Proficiency in leveraging AI and machine learning algorithms to predict synthetic routes, optimize conditions, and discover novel reaction pathways.
[Specialization Group D] Biochemical Pathways and Synthetic Biology
Knowledge of metabolic engineering and pathway optimization for biosynthetic production of complex molecules such as pharmaceuticals, biofuels, or natural products.

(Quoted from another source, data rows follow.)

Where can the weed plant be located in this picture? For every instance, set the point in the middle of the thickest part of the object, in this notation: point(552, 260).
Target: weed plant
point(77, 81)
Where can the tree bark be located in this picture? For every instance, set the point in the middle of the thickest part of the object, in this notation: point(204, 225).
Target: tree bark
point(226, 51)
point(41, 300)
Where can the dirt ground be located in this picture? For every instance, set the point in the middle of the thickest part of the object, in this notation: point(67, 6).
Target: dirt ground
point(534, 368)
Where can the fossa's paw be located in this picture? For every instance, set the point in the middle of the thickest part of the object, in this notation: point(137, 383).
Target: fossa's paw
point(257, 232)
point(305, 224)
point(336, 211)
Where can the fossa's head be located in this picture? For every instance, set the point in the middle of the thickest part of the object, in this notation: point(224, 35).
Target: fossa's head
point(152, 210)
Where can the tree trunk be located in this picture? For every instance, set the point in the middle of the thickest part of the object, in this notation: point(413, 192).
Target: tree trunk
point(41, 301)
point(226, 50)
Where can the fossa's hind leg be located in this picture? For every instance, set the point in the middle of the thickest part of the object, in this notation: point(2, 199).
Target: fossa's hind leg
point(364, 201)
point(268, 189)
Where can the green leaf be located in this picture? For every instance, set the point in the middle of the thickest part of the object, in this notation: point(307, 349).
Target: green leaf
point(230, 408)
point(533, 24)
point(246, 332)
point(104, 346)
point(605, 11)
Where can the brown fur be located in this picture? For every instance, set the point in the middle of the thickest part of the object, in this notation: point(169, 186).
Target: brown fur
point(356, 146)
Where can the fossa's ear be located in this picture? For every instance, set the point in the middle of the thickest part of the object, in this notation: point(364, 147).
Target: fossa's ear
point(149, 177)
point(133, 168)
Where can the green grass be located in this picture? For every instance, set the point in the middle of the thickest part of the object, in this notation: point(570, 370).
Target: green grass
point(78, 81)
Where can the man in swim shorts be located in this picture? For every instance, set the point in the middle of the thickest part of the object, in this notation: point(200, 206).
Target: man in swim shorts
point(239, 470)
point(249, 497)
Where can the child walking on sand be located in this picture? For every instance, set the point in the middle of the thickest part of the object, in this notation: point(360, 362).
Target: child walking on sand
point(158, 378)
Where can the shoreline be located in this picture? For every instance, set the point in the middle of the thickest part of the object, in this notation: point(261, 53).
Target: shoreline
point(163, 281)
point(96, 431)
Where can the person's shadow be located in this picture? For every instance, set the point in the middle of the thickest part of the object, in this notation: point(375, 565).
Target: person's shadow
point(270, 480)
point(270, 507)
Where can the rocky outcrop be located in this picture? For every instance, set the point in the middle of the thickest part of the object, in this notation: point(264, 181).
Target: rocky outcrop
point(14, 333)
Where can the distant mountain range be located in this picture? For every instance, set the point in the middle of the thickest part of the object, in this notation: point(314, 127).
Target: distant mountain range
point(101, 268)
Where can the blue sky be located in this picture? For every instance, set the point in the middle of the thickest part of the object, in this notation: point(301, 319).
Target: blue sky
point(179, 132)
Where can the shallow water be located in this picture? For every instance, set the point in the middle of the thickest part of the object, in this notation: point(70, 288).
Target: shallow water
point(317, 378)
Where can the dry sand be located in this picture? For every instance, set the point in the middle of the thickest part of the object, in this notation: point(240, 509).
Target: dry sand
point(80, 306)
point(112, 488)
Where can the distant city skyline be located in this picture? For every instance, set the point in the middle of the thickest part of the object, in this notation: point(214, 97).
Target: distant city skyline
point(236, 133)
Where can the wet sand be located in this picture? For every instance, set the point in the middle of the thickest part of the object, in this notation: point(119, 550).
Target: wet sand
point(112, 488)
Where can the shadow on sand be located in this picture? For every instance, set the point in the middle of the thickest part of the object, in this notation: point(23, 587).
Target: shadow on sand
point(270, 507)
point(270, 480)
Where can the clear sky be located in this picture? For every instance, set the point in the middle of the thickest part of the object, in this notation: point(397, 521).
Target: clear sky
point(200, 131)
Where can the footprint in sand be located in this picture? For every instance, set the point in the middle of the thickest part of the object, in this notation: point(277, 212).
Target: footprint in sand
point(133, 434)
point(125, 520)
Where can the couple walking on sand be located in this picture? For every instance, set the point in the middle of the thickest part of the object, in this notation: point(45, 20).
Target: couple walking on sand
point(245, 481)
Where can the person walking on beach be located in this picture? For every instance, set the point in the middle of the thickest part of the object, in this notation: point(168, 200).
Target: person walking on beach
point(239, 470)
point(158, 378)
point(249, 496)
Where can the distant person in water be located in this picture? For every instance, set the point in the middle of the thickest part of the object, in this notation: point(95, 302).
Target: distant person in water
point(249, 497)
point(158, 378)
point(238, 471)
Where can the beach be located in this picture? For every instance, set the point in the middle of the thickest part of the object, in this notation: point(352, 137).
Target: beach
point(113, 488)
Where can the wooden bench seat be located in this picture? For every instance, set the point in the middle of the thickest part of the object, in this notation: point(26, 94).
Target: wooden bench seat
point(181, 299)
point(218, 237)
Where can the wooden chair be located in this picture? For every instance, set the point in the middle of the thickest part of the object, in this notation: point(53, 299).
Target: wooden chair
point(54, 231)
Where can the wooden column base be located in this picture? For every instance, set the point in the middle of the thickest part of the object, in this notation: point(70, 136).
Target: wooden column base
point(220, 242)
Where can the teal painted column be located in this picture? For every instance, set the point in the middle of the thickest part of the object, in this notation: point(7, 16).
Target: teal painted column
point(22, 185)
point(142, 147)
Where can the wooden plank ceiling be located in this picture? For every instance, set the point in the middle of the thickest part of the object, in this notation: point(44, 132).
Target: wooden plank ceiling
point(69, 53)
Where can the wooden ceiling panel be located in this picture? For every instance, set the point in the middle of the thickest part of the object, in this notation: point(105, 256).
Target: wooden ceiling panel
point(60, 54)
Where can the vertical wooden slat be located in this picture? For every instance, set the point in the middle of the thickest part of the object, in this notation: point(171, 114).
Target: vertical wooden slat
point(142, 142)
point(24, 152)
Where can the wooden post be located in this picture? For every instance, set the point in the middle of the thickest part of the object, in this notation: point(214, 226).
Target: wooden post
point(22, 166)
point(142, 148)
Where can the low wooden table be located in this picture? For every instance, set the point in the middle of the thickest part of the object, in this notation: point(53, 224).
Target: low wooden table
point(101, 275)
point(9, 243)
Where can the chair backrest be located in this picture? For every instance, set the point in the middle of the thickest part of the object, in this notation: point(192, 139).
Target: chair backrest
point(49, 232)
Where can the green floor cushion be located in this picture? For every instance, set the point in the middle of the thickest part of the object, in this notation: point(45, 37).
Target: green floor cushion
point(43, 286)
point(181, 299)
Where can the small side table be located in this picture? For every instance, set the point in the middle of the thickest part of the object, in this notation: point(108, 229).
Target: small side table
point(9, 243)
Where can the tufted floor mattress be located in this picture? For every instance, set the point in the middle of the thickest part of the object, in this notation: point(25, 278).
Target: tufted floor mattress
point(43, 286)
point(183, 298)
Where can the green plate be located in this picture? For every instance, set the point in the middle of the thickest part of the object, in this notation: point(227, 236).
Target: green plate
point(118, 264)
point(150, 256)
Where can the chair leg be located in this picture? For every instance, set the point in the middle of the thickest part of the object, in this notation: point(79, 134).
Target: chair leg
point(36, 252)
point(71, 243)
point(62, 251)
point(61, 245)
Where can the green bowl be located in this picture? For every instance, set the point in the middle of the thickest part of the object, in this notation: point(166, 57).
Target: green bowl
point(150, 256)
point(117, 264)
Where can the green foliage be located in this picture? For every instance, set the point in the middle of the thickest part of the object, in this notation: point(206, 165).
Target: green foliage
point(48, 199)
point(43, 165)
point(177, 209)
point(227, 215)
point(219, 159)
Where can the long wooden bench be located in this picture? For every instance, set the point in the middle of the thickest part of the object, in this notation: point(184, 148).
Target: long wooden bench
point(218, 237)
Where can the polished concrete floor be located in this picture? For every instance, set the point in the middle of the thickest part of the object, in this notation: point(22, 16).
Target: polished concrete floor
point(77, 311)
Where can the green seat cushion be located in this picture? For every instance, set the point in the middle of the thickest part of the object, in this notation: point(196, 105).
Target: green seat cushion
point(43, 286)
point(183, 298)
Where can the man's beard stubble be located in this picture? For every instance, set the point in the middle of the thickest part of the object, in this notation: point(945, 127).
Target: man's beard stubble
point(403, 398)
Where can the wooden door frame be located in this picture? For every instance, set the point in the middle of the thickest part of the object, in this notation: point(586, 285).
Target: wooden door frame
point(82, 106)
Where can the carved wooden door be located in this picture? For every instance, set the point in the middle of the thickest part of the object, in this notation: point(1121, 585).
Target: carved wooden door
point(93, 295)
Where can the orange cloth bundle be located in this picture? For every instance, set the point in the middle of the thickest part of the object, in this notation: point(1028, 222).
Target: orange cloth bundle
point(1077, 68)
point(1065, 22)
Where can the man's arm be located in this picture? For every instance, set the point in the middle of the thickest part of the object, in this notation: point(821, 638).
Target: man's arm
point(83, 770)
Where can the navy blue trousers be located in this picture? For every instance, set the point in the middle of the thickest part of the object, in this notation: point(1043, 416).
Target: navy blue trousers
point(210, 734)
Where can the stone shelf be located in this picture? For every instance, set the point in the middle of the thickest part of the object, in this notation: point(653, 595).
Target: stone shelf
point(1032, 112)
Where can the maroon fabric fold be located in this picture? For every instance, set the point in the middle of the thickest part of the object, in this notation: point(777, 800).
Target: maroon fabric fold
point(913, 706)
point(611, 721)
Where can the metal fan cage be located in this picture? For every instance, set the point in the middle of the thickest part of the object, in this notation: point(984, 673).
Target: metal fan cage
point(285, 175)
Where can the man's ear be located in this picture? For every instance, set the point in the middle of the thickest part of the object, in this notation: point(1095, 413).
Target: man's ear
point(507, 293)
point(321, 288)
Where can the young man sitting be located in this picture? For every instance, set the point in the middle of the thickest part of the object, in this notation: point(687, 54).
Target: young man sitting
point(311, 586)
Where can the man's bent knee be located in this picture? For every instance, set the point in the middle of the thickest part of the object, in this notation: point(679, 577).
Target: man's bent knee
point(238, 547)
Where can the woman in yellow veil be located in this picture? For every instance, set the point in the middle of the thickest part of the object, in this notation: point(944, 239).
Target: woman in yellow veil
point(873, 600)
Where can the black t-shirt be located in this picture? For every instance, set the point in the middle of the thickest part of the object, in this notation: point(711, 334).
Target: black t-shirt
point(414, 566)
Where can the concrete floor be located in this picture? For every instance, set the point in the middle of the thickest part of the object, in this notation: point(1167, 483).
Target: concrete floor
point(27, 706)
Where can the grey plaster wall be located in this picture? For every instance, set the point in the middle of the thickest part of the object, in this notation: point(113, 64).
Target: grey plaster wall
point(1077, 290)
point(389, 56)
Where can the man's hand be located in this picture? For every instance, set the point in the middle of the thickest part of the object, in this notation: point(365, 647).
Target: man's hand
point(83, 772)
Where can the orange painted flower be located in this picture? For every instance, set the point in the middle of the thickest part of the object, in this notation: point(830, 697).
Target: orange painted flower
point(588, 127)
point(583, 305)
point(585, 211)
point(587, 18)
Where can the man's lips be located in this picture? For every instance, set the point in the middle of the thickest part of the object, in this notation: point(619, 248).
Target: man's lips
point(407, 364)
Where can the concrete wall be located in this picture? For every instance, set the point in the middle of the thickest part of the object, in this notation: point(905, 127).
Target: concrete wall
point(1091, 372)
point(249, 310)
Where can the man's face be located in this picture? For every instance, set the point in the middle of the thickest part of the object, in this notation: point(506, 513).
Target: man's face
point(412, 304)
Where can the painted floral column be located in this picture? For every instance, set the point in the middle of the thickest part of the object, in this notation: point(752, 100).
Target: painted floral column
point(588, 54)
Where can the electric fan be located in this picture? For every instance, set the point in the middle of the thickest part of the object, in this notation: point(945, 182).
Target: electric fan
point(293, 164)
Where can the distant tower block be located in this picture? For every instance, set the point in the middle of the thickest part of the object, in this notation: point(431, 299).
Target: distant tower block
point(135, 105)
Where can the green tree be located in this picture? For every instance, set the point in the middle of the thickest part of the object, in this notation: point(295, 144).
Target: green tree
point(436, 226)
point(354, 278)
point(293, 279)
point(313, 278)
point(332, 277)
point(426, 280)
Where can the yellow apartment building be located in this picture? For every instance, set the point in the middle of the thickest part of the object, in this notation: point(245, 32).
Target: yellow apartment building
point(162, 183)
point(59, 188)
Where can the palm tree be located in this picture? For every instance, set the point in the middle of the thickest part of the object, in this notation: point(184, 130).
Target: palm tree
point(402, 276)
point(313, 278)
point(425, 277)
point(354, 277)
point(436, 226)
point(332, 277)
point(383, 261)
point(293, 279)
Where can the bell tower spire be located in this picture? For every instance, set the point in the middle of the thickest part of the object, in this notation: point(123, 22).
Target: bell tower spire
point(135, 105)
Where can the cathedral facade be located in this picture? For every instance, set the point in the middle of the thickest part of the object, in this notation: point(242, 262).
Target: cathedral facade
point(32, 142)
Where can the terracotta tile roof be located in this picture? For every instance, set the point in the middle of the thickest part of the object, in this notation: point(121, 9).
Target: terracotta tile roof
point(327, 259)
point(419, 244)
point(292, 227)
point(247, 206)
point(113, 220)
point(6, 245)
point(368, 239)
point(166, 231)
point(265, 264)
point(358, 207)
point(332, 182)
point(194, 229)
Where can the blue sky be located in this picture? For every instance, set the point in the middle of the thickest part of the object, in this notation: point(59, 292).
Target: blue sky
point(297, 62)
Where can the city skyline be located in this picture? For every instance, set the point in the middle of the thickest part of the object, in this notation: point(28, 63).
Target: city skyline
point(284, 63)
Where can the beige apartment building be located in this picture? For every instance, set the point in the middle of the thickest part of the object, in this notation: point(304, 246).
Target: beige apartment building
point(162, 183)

Experience in enzyme engineering, directed evolution, or biocatalyst design.
Familiarity with CRISPR/Cas9 or other gene-editing techniques to manipulate biosynthetic pathways.
[Specialization Group E] Materials Synthesis and Functionalization
Experience in designing and synthesizing advanced materials, including polymers, nanomaterials, and supramolecular structures.
Proficiency in developing materials for specific applications, such as energy storage (batteries, supercapacitors), catalysis, or drug delivery.
Understanding of the interplay between material structure, properties, and performance in applications.
[Specialization Group F] Process Development and Scale-Up
Expertise in continuous-flow chemistry and reactor design for process intensification.
Familiarity with industrial-scale synthetic processes, including cost analysis, safety considerations, and regulatory compliance.
Knowledge of advanced process analytical technologies (PAT) for real-time monitoring and control of chemical processes.
[Specialization Group G] Interdisciplinary Applications
Strong capability to apply synthetic pathways research to interdisciplinary domains, including:
Pharmaceutical Development: Synthesis of active pharmaceutical ingredients (APIs) and intermediates.
Energy Technologies: Development of synthetic methods for energy storage materials and fuels.
Nanotechnology: Fabrication of nanomaterials for sensors, electronics, and medical applications.
[Specialization Group H] Cutting-Edge Instrumentation and Techniques
Experience using high-resolution analytical tools, such as synchrotron X-ray diffraction or cryo-electron microscopy, to characterize materials.
Familiarity with advanced purification systems, such as preparative supercritical fluid chromatography (SFC).
Knowledge of robotics and automation in synthetic workflows to enhance reproducibility and scalability.
Why These Special Domain Requirements Are Important
These requirements ensure that the candidate is equipped to address the multifaceted challenges in synthetic pathways research at OBS MIRD Entropy Labs. With the lab's focus on leveraging Exa-scale quantum supercomputing and other advanced technologies, these specialized skills will contribute to groundbreaking innovations in chemistry, materials science, and biotechnology.